Played in Dallas, the game was billed as the biggest in the south that year. One paper even hyped it as the de facto Championship of the South, deeming Auburn the best team in the southeast (pretty standard dope back in the Donahue days), A&M the best in the southwest. That was enough to get 7,000 people to Gaston Park (including scouts from Mississippi State, Baylor, Vanderbilt, and Sewanee, and TCU’s entire team)—pretty stout attendance for 1911, at least below the Mason-Dixon.
Auburn pulled into town the night before with 20 players “handicapped by a train trip of 36 hours.” Not that we were complaining. The undefeated Tigers said they were ready. Ditto the heavier, undefeated Aggies. The press agreed.
“Both teams arrived in Dallas last night, and a better looking bunch of athletes would be hard to find in the entire South,” the Fort Worth Star-Telegram wrote. “The players making up the two teams are not of the old style, beefy, heavy, cumbersome men, which formerly characterized the great college sport, but are hard trained, closely-knit fighting machines, tanned and hardened by tests of healthy manhood.”

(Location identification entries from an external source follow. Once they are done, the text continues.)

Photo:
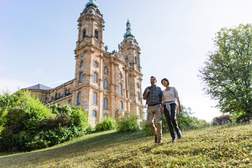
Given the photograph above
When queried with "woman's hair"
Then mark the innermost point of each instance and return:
(165, 79)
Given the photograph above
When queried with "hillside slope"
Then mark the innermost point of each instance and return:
(210, 147)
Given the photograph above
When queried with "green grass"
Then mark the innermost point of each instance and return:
(229, 146)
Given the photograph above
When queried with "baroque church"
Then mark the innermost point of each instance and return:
(105, 83)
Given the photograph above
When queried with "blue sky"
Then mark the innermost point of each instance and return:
(37, 40)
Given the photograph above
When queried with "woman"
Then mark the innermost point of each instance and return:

Soon they’d be muddied by tests of healthy manhood. There’d been heavy rains. The field was a swamp. That didn’t help with the fumblitis that had hampered the Tigers all season, and that the Atlanta Constitution predicted could cost Auburn the game. They were right. We fumbled. We fumbled a lot. We’d be driving, we’d fumble. We’d force them to punt, we’d fumble. We lost, 16-0.
The Farmers scored in the first quarter, and twice again right at the end. Their coach, Uncle Charley Moran, said before the game that he’d knew his team would win. That’s fine. Coach speak didn’t exist at the time. They were all pretty blunt.
But afterward, they acted as if they’d won with pure “straight football,” i.e. nothing fancy and desperate like a forward pass. Uh, your first touchdown was on a forward pass. I don’t know what straight football meant in Texas in 1911, but in Dixie, forward passes were still basically the girl pushups of football, especially when they were perpetrated in the first quarter when you still had plenty of time to see if you could score points on the ground like a man.
So to summarize, I’m pretty positive Auburn’s first loss in the series can be attributed to: 36 hours on the Southern Pacific (and almost certain distraction during a stop in Sodom and New Orleans), mud, cowardly forward passes, pretty much zero fans, and, oh, given what we now know about its incubation period, contracting Typhoid, or at least something close enough to Typhoid to knock several of our stars out of commission for the next few games (including the trip back to the Lone Star State to play Texas a few weeks later) and have us shopping for tiny caskets because everyone thought the Little Irishman was a goner.
So to re-summarize: The Aggies’ possibly poor hygiene may have nearly killed our coach.
Let’s beat the hell out of Texas A&M.